Chocolate Cake (with Creme Fraiche)

Notes
Fluffy, moist, and rises well.
Yield
Three 8” cake rounds.
Ingredients
- Room-temperature butter, for greasing the pans
- 2 cups (260 g) cake flour
- 2¼ cups (450 g) granulated sugar
- 2 teaspoons Diamond Crystal kosher salt or 1 teaspoon Morton kosher salt
- 1½ teaspoons baking soda
- 1½ teaspoons baking powder
- 1 cup (80 g) unsweetened Dutch-process cocoa powder, sifted if lumpy
- ¾ cup (177 g) strong freshly brewed coffee, steaming hot
- 1 cup (240 g) crème fraîche, at room temperature
- 1 tablespoon (15 mL) vanilla extract
- 5 large eggs plus 2 large yolks, at room temperature
- ¾ cup (180 g) neutral oil, such as avocado or vegetable
Steps
- Arrange an oven rack in the upper third of the oven and another in the lower third. Heat the oven to 350 degrees. Lightly coat the bottom and sides of 3 (8-inch) cake pans with butter, then line the bottoms with rounds of parchment paper and smooth the parchment to eliminate air bubbles.
- In the bowl of a stand mixer fitted with the paddle attachment, combine the cake flour, granulated sugar, salt, baking soda and baking powder; mix on low speed just until combined.
- Bloom the cocoa: In a medium bowl, whisk to combine the cocoa powder and hot coffee. Add the crème fraîche and vanilla, then whisk until completely smooth. Set aside.
- In a separate medium bowl, whisk the 5 whole eggs and 2 yolks until smooth; set aside.
- Mix the batter: To the stand mixer bowl, add the oil and half of the cocoa mixture; mix on low speed just until the flour is completely coated in the liquid ingredients. Pause the mixer and scrape down the sides and bottom of the bowl, then mix on medium until smooth and pasty, about 30 seconds. Pause and scrape down the sides and bottom of the bowl again, then add the whisked eggs and remaining cocoa mixture. Beat on medium speed, scraping down the sides and bottom of the bowl once or twice, until the batter is very silky and has the consistency of thin pancake batter, about 1 minute.
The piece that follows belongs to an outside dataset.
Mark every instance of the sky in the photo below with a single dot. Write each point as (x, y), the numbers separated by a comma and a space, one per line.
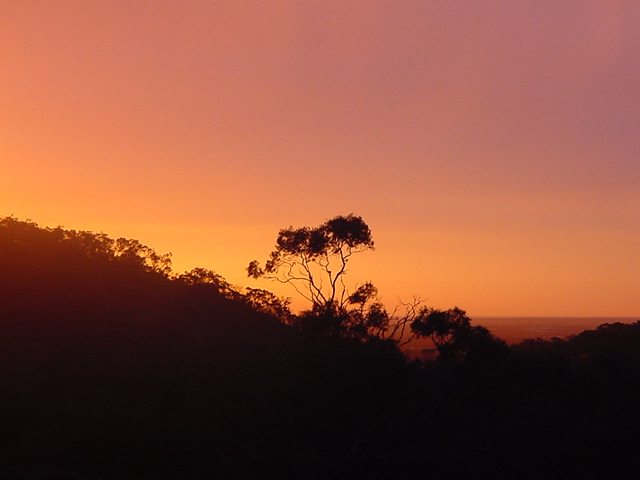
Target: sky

- Pour the batter into the prepared pans, dividing evenly. (For uniform layers, use a scale – you’ll get about 550 grams of batter per pan.) Transfer the pans to the oven, positioning two on the upper rack and one on the lower, staggering them so the pans above don’t block the one below. Bake, rotating the top two pans side to side and rack to rack after 20 minutes, until the tops of the cakes are domed, springy to the touch and a toothpick or cake tester inserted into the centers comes out clean, 25 to 30 minutes.
- Remove the pans from the oven and let cool completely on a wire rack.